Jesus is sharing with us an important story this weekend. It is directed at you and me. Are you listening? What do you hear? The reason he was telling this story was because there were some people who prided themselves on being virtuous and despised everyone else. It is a good thing to be virtuous but it is a bad thing to think that if we are virtuous we are better than anyone else. The man praying at the front of the synagogue was telling the truth about the good things he did. But he was blowing his own trumpet. Perhaps he was doing all this so that others would look up to him, they would admire him, and he would look good in other peoples eyes.
The tax collector was also telling the truth. His prayer came straight from the heart. “God be merciful to me, a sinner.” He acknowledged his need for God. He knew his own poverty, weakness. Why was this the better prayer? It was an honest prayer. He was speaking from the heart. He desired to be at one with God and that meant knowing his need for God. The man was humble. St Benedict in his rule spoke at length in chapter Seven about humility. He lists twelve steps like twelve rungs on a ladder. Then among the things he says, these two are important.
Firstly we need to accept ourselves as we truly are before God, we need to admit our failings. This is not a guilt trip or false pride at being worse than others. It simply means we are to face our own shortcomings without pretence. When we do, we discover more about the depth of God’s love for us. It is this love of God which starts a process of transformation in us. Secondly, cultivating a little more humility in our lives is not only good for ourselves but is a necessary part of being in community with others. When we truly experience God’s acceptance and love for us, in spite of our own shortcomings, we gradually become better at not minding the imperfections of others.

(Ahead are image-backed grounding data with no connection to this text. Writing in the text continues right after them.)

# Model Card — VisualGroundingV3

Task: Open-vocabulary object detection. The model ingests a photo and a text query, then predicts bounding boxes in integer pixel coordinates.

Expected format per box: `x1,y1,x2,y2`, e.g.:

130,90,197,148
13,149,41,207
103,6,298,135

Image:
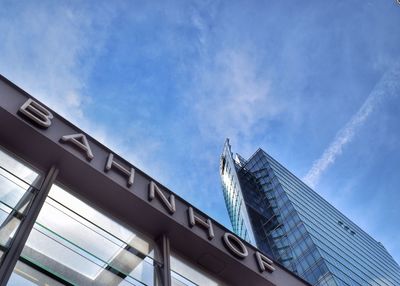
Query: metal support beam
156,234,171,286
0,166,58,286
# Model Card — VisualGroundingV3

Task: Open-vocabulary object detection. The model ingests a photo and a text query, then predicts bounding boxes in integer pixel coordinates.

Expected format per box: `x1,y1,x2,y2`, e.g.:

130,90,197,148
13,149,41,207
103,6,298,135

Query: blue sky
1,0,400,265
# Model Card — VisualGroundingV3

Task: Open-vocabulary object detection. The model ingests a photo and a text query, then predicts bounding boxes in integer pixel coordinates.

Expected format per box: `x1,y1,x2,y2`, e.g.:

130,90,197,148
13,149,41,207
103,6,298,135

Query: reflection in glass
0,149,41,188
0,147,41,264
171,253,226,286
12,184,159,286
8,260,65,286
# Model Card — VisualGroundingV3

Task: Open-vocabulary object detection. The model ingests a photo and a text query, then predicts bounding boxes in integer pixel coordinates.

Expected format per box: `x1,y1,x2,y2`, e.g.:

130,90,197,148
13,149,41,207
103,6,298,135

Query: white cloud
0,1,122,149
303,63,400,188
1,4,82,116
189,1,220,56
192,50,283,147
186,2,284,158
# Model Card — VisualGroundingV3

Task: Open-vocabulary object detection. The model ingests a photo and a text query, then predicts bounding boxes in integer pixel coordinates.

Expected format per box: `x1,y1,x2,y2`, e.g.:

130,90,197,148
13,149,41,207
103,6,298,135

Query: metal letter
148,181,176,214
60,133,94,161
105,153,135,187
19,98,53,128
222,232,248,259
188,207,214,240
255,251,275,273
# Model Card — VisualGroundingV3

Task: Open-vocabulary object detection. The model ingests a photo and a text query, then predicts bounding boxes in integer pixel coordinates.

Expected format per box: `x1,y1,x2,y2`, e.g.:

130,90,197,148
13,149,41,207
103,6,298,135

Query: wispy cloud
0,1,119,147
192,50,283,149
303,63,400,188
184,2,281,151
189,1,220,56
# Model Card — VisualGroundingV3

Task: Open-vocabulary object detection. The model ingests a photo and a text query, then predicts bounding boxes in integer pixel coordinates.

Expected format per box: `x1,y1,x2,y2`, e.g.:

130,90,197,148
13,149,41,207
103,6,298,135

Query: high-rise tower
220,139,400,286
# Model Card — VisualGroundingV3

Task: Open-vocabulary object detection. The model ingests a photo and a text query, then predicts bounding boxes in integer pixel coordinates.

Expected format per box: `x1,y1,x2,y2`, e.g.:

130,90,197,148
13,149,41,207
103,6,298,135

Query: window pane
0,149,41,188
7,260,65,286
11,184,158,286
0,147,41,262
171,253,227,286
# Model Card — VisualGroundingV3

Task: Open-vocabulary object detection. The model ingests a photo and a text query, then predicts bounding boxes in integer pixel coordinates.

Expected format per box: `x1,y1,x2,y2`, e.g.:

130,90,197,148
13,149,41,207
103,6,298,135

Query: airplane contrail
303,63,400,188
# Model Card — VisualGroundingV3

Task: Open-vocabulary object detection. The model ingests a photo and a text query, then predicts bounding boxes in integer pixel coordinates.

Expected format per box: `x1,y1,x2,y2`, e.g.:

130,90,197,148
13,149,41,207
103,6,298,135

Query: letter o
222,232,248,259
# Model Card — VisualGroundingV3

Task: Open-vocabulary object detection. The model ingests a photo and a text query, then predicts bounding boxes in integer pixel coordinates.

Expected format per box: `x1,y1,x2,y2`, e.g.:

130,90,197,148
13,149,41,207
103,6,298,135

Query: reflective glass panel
171,253,226,286
8,260,65,286
0,146,41,262
10,184,159,286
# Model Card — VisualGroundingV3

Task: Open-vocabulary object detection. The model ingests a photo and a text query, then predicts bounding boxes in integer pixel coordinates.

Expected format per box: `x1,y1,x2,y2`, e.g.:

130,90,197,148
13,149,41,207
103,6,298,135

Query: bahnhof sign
0,75,310,286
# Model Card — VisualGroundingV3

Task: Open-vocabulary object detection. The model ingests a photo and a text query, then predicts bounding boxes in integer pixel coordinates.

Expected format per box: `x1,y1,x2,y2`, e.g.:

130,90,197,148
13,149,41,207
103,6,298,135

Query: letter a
255,251,275,273
60,133,94,161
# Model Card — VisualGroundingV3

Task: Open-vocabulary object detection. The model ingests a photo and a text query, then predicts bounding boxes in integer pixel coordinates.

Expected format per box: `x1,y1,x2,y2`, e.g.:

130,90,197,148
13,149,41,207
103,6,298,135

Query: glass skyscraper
220,139,400,286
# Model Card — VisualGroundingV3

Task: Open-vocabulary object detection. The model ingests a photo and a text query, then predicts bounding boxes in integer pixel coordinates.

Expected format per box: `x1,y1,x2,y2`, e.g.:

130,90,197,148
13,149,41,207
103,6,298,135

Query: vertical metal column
156,234,172,286
0,166,58,286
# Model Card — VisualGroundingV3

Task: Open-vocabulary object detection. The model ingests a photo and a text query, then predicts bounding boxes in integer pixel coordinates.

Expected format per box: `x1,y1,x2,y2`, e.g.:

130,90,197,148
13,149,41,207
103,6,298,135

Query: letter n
148,181,176,214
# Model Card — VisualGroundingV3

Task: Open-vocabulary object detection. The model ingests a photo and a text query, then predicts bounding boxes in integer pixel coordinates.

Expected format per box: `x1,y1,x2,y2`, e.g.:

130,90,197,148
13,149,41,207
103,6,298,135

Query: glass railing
9,260,66,286
171,270,199,286
0,166,40,264
170,254,226,286
10,184,160,286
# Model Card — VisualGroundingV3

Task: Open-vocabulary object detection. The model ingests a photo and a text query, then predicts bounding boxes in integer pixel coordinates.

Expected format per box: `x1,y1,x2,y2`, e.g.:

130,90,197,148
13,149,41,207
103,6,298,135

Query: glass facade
0,143,227,286
170,253,226,286
220,140,400,286
0,147,42,264
220,143,256,246
0,145,159,286
8,184,158,286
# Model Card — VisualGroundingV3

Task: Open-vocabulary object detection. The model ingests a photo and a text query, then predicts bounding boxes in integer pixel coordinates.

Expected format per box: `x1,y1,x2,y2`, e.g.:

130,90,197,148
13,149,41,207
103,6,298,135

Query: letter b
19,99,53,128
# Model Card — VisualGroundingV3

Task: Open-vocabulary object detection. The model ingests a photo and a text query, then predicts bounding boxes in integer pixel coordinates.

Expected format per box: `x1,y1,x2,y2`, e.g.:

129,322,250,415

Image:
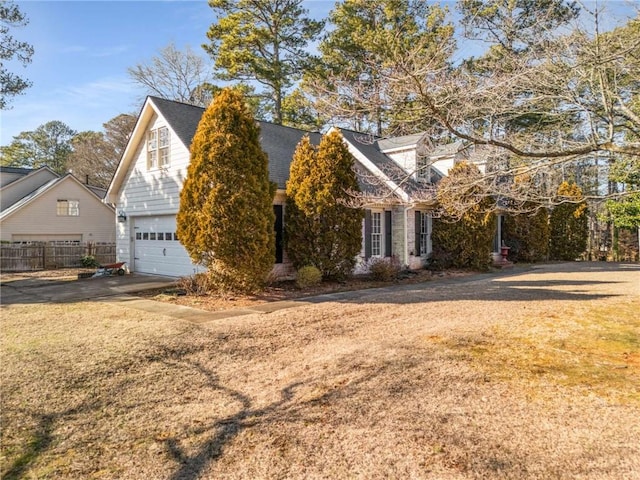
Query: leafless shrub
176,272,211,296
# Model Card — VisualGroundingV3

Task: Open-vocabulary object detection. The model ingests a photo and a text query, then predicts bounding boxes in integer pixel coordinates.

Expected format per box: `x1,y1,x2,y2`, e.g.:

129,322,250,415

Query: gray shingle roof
0,177,60,219
86,185,108,199
377,132,425,152
339,128,424,197
148,96,322,189
430,140,464,158
0,166,34,175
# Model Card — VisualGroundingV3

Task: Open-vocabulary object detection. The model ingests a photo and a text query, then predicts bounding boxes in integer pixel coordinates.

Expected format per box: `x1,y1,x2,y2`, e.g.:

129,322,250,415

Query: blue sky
1,1,637,146
0,0,332,145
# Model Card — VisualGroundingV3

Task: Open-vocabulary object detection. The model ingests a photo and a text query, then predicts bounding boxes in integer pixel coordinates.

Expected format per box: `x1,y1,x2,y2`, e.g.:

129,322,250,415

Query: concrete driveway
0,273,176,305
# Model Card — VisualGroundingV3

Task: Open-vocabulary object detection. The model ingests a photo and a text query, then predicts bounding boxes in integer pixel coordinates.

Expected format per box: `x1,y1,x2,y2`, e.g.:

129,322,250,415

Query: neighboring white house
107,96,497,278
0,166,115,244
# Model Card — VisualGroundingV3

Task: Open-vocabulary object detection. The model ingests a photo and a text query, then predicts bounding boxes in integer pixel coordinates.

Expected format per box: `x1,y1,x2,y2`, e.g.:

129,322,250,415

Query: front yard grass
440,300,640,405
1,264,639,479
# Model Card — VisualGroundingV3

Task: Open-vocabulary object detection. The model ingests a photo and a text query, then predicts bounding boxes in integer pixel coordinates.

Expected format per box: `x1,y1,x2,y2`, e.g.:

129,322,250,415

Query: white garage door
133,215,201,277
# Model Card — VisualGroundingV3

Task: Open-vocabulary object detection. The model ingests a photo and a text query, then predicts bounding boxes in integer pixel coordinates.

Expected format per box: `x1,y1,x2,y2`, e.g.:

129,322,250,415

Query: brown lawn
1,262,639,479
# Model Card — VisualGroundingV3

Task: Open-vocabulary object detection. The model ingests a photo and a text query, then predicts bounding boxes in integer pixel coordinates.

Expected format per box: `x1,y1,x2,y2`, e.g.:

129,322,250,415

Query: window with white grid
416,154,430,181
420,211,431,256
147,127,169,169
371,212,382,257
56,199,79,216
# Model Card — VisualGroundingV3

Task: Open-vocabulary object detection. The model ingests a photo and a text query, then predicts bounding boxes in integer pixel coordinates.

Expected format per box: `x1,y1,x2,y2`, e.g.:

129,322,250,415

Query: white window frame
371,211,382,257
147,126,170,170
419,211,431,256
56,199,79,216
416,154,430,181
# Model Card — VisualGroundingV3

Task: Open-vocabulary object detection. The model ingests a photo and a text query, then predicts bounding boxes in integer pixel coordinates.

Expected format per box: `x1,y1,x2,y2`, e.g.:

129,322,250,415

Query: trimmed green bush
431,162,495,271
295,265,322,289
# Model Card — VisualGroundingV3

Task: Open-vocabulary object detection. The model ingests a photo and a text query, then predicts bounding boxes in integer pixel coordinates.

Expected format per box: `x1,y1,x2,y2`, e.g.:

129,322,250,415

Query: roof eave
106,97,156,203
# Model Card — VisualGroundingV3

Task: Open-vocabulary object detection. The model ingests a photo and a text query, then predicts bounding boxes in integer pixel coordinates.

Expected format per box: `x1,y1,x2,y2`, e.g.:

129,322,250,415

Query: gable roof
108,97,323,200
1,166,61,210
377,132,426,152
149,96,204,150
108,96,450,207
0,177,60,219
339,128,427,203
0,165,56,189
0,166,35,176
430,140,465,158
0,174,114,221
86,185,108,200
151,96,325,189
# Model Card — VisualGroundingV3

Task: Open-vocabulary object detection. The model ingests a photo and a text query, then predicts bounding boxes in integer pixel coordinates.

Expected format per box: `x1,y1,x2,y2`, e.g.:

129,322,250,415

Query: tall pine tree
285,130,363,279
204,0,324,124
305,0,454,135
177,88,275,293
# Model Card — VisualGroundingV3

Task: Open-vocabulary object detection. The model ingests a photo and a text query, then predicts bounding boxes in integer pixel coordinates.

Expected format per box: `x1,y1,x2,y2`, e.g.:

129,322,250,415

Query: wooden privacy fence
0,243,116,272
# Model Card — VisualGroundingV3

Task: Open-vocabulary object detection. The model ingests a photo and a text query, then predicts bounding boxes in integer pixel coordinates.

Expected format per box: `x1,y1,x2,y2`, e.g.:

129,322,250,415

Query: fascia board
336,136,410,203
105,98,156,203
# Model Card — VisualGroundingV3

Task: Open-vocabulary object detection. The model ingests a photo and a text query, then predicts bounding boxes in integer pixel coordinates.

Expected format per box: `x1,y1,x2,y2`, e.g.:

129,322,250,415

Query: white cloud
58,44,130,58
92,45,131,58
62,76,137,105
59,45,89,54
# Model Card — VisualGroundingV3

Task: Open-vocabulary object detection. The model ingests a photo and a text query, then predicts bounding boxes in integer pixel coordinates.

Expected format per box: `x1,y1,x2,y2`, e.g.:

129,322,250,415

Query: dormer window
147,126,170,170
416,154,430,181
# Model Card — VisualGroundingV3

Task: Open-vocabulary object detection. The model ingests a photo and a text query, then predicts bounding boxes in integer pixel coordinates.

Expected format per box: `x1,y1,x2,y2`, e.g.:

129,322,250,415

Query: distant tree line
0,114,136,188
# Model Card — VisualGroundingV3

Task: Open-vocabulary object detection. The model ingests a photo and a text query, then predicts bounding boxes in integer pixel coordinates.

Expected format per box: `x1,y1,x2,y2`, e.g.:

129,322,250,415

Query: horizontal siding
115,220,131,266
387,150,416,177
431,158,455,176
118,113,190,216
116,114,190,266
1,178,115,243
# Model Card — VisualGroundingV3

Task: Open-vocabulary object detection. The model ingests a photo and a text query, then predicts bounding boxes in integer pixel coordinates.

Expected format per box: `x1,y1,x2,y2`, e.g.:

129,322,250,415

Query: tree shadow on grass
296,275,627,307
2,413,56,480
162,355,384,480
165,361,302,480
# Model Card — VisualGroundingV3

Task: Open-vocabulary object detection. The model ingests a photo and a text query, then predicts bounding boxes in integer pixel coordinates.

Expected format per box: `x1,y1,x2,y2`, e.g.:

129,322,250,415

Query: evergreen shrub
431,162,495,271
176,88,275,293
549,181,588,261
284,130,363,280
502,205,550,262
295,265,322,289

Here is a prayer for humility.
God, I am far too often influenced by what others think of me. I am always pretending to be either richer or smarter or nicer than I really am. Please prevent me from trying to attract attention. Don’t let me gloat over praise on one hand or be discouraged by criticism on the other. Nor let me waste time weaving imaginary situations in which the most heroic, charming, witty person present is myself. Show me how to be humble of heart, like you.